Aircraft operated by No. 102 Squadron
| From | To | Aircraft | Variant |
|---|---|---|---|
| Aug 1917 | Jul 1919 | Royal Aircraft Factory FE.2 | FE.2b and 2d |
| Oct 1935 | Apr 1937 | Handley Page Heyford | Mk.II |
| Dec 1935 | May 1939 | Handley Page Heyford | Mk.III |
| Oct 1938 | Jan 1940 | Armstrong Whitworth Whitley | Mk.III |
| Nov 1939 | Feb 1942 | Armstrong Whitworth Whitley | Mk.V |
| Dec 1941 | May 1944 | Handley Page Halifax | Mk.
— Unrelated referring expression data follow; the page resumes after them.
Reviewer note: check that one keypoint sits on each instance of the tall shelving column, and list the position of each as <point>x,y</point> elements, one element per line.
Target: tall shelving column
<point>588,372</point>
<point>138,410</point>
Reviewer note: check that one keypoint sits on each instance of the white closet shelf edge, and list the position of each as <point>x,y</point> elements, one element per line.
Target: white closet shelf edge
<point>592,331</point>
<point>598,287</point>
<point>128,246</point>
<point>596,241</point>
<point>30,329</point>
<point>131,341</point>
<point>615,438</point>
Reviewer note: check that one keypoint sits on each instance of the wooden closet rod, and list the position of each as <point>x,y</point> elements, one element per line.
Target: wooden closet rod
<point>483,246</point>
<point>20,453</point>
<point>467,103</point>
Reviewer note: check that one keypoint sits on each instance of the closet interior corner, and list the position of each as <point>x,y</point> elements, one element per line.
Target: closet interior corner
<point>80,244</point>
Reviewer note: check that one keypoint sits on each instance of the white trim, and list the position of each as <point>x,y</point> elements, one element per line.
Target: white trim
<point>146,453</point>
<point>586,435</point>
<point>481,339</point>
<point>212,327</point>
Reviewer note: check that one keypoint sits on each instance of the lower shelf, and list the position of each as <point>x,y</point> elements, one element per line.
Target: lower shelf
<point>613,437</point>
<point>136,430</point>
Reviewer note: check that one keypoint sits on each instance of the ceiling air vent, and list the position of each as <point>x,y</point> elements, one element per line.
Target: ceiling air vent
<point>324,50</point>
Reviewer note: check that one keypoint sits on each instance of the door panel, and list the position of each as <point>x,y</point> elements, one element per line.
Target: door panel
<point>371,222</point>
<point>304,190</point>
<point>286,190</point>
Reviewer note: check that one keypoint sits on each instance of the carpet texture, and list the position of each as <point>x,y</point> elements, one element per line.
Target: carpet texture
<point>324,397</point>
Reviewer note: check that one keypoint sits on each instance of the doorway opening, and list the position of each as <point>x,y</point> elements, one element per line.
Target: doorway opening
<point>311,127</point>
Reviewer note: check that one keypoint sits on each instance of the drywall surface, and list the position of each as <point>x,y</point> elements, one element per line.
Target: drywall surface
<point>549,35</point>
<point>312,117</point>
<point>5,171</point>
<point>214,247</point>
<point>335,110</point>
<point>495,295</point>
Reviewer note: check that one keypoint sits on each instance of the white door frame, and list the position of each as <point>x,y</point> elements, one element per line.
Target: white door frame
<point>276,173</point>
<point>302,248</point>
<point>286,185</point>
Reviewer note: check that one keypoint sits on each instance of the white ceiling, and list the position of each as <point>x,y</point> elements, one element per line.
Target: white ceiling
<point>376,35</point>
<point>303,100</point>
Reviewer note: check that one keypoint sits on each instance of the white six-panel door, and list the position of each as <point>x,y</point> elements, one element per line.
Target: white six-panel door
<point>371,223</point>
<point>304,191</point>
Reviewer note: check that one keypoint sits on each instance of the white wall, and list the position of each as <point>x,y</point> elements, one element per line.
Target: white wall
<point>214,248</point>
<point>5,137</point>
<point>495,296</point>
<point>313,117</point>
II |
| May 1944 | Sep 1945 | Handley Page Halifax | Mks.III and IIIa |
| Jul 1945 | Sep 1945 | Handley Page Halifax | Mk.VI |
| Sep 1945 | Feb 1946 | Consolidated Liberator | Mks.VI and VIII |
| Oct 1954 | Aug 1956 | English Electric Canberra | B.2 |
| Aug 1959 | Apr 1963 | PGM-17 Thor Intermediate-range ballistic missile | SM.75 |

==Trivia==
Pilot Officer (later Flight Lieutenant) Alfred B. Thompson, a pilot in 102 Squadron, was (on 9 September 1939) the first Canadian to be captured in the Second World War, is the Canadian who was the longest held ever as a prisoner of war, and was a participant in the Great Escape (Stalag Luft III escape) (he was the 68th man to go out through the tunnel).

Lincoln Lynch (Lyncoln Orville Lynch 1920 – 22 October 2011) a Jamaican and later Jamaican-American civil rights activist was Flight Sergeant and rear gunner on a 102 Squadron Halifax, earning a DFM in September 1944

Leonard Cheshire was a Pilot Officer with 102 Squadron from July 1940. In November 1940 he was awarded the DSO for flying his badly damaged Whitley back to base.

The squadron was adopted by the island of Ceylon in February 1942, which paid for aircraft for use by the squadron.

The log book of Flight Lieutenant Leonard Todd DFC from August 1943 shows the frequency and range of the missions flown by the 102 Squadron.